Она опомнилась, вспыхнула и тяжело вздохнула.
— Ах, виновата, — сказала она, как бы проснувшись. — Вы уже едете, граф; ну, прощайте! А подушку графине?
— Постойте, я сейчас принесу ее, — сказала m-le Bourienne и вышла из комнаты.
Оба молчали, изредка взглядывая друг на друга.

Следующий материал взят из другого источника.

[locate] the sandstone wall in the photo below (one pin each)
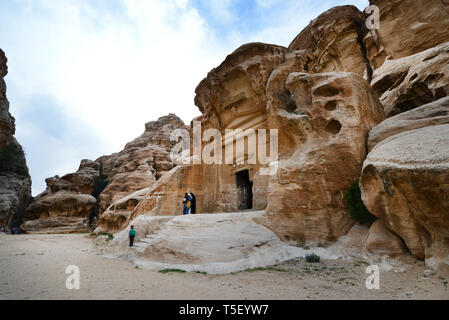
(15, 181)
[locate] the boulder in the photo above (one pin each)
(405, 183)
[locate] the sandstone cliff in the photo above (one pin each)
(106, 190)
(347, 102)
(15, 181)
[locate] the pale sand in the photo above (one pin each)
(33, 267)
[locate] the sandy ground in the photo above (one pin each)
(33, 267)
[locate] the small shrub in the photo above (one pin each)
(357, 210)
(312, 258)
(171, 270)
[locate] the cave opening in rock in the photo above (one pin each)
(244, 190)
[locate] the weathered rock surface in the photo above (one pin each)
(137, 167)
(15, 181)
(405, 182)
(191, 243)
(108, 188)
(407, 83)
(335, 39)
(371, 242)
(322, 148)
(381, 241)
(430, 114)
(407, 27)
(67, 205)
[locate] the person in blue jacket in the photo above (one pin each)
(132, 235)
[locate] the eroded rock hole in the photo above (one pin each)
(244, 190)
(334, 127)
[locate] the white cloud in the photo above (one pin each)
(109, 74)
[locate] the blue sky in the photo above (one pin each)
(86, 75)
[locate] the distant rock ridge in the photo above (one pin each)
(15, 181)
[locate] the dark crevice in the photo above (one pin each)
(361, 32)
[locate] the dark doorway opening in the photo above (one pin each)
(244, 190)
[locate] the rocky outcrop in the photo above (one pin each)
(136, 168)
(406, 27)
(322, 121)
(427, 115)
(328, 127)
(405, 184)
(381, 241)
(410, 82)
(405, 176)
(372, 242)
(105, 191)
(15, 181)
(68, 204)
(191, 243)
(335, 39)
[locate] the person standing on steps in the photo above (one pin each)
(132, 235)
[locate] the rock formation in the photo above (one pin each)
(334, 112)
(15, 181)
(343, 101)
(335, 39)
(68, 203)
(406, 27)
(191, 243)
(407, 83)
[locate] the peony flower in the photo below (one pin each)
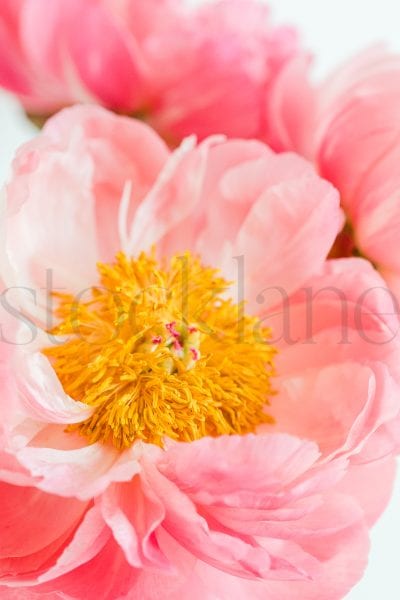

— Да, княжна, — сказал наконец Александр, грустно улыбаясь, — недавно, кажется, а сколько воды утекло с тех пор, как мы с вами в первый раз виделись в Лещиновке. Мы все тогда были несчастны, — а я бы дорого дал, чтобы воротить то время… да не воротишь.
Княжна пристально глядела ему в глаза своим лучистым взглядом, пока он говорил. Она старалась понять тайный смысл его слов, но не могла.
— Да, да, — сказала она, — но вам нечего жалеть прошедшего, граф. Как я понимаю вашу жизнь теперь, вы всегда с наслаждением будете вспоминать ее, потому что самоотвержение, которым вы живете сейчас…
— Я не понимаю ваших похвал, — перебил он ее поспешно, — напротив, я беспрестанно себя упрекаю; но это совсем неинтересный и невеселый разговор.
И опять его взгляд принял прежнее сухое и холодное выражение. Но княжна уже разглядела в нем того человека, которого она знала и так любила, и говорила теперь только с этим человеком.
— Я думала, вы позволите мне сказать вам это, — проговорила она, торопясь и волнуясь. — Мы так сблизились с вами… и с вашим семейством, и я думала, что вы не почтете неуместным мое участие; но я ошиблась, — сказала она. Голос ее вдруг вздрогнул. — Я не знаю почему, — продолжала она, — вы прежде были другой и…
— Есть тысячи причин почему. — Он сделал особое ударение на слове почему. — Благодарю вас, княжна, — пробормотал он тихо. — Иногда тяжело.
Так вот отчего! Вот отчего! — вдруг возликовала она про себя, внезапно прозрев. — Нет, не один открытый взгляд, не одну красивую внешность полюбила я в нем; я угадала благородную, твердую, самоотверженную душу! Но он теперь беден, а я богата! Да, только это, да, если б только этого не было… И вспоминая прежнюю его нежность и теперь глядя на его доброе и грустное лицо, она вдруг поняла причину его холодности.
— Почему же, граф, почему? — вдруг почти закричала она, невольно подвигаясь к нему. — Почему, скажите мне? Вы должны сказать. — Он молчал. — Я не знаю, граф, вашего почему, — продолжала она тем временем, задыхаясь, — но мне тяжело, мне… Я признаюсь вам в этом. Вы за что-то хотите лишить меня прежней дружбы. И мне это больно. — Слезы стояли у нее в глазах и слышались в голосе. — У меня так мало было счастья в жизни, что мне тяжела всякая потеря… Извините меня, прощайте. — Она вдруг заплакала и побежала к дверям.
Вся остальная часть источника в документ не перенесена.